200 hours of 3D confirmed for London 2012
Panasonic, the IOC and Olympic Broadcasting Services (OBS) have announced their partnership agreement to make the London 2012 Olympic Games the first ever live 3D Olympic Games. The 3D broadcast will include major events such as the Opening and Closing Ceremonies, athletics, gymnastics, diving and swimming, and will be produced and delivered to participating rights-holding broadcasters around the world. OBS will be in charge of producing more than 200 hours of 3D coverage during the London 2012 Olympic Games by utilising Panasonic’s state-of-art 3D production technologies including the AG-3DP1, a P2HD professional fully-integrated twin-lens Full-HD 3D camera recorder.

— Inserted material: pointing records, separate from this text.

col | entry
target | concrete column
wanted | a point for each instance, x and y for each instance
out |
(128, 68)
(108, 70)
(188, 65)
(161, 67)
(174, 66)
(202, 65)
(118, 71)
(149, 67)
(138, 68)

“The Olympic Games has always been a pioneer in the development of TV broadcasting technologies, and has been on the cusp of innovation since the first live over-the-air broadcast was introduced in London 1948. Panasonic has been proud to support the Olympic Host Broadcaster since the first digital broadcast in Barcelona 1992, right through to the first HD broadcast in Beijing 2008. Now we are proud to announce the partnership with the IOC and OBS to create another successful era in Olympic broadcasting with the first live 3D Olympic Games at London 2012. There is no doubt that the Olympic Games will provide some of the best content for the 3D market in the future, and that 3D TV will drastically change the way we experience this great sporting event in our living rooms,” said Takumi Kajisha, Managing Executive Officer of Panasonic.
“For the past two decades, Panasonic has been a valued partner of the Olympic Movement and of the Host Broadcasting organisation,” said Manolo Romero, Managing Director of OBS. “We are now proud to announce this partnership to realise the first ever live 3D Olympic Games, and we are confident that this unprecedented broadcast will be a great success in no small part due to the 3D technologies provided by Panasonic. Ultimately, we believe this production of the first live 3D Olympic Games will make the London 2012 Olympic Games one of the most significant in the history of broadcasting technology.”